Assuming that it is too late for Simone to withdraw her offer to Raymond, what is the effect of attempting to withdraw? In theory an ineffective withdrawal has no effect, and, in the case of a unilateral contract, the other party should be free to try, if he wishes, to complete performance just as if nothing had happened. Performance would of course need to be complete by the relevant expiry date, here the date indicated on the reward or, lacking such a date, a reasonable period. If Raymond failed to find the necklace, he could not collect anything.

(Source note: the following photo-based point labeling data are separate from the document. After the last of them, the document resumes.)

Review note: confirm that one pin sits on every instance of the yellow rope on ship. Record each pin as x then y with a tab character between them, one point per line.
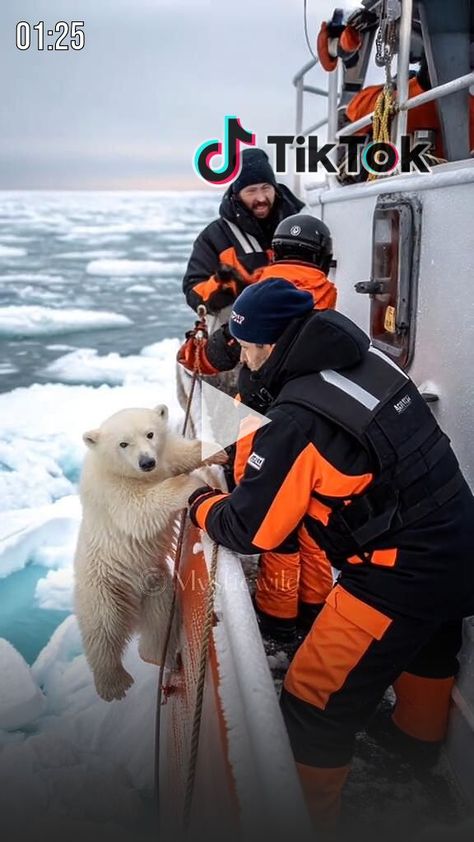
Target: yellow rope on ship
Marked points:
382	119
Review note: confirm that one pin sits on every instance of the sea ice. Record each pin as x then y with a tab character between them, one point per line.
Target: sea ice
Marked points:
128	268
87	366
21	701
40	321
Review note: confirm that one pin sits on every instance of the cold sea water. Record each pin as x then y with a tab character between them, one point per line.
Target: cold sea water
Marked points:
91	311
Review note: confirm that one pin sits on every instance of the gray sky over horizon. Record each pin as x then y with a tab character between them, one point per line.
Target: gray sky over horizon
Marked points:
154	81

The situation is more complex if Raymond ceases looking for the necklace because he wrongly believes that the purported withdrawal is effective or because he believes, perhaps rightly, that Simone is no longer interested in recovering the necklace. It seems likely that an English court would seek to allow Raymond a measure of recovery here, assuming that Raymond was acting reasonably, but the basis on which an award could be made is not clear. There are no cases in point.

One possibility is that Raymond could claim that the withdrawal was in effect an ‘anticipatory breach’ of the contract. An anticipatory breach occurs where one party, before the time at which he is to perform, informs

44 Treitel, Contract, 37.

45 Hedley Byrne v. Heller [1964] AC 465.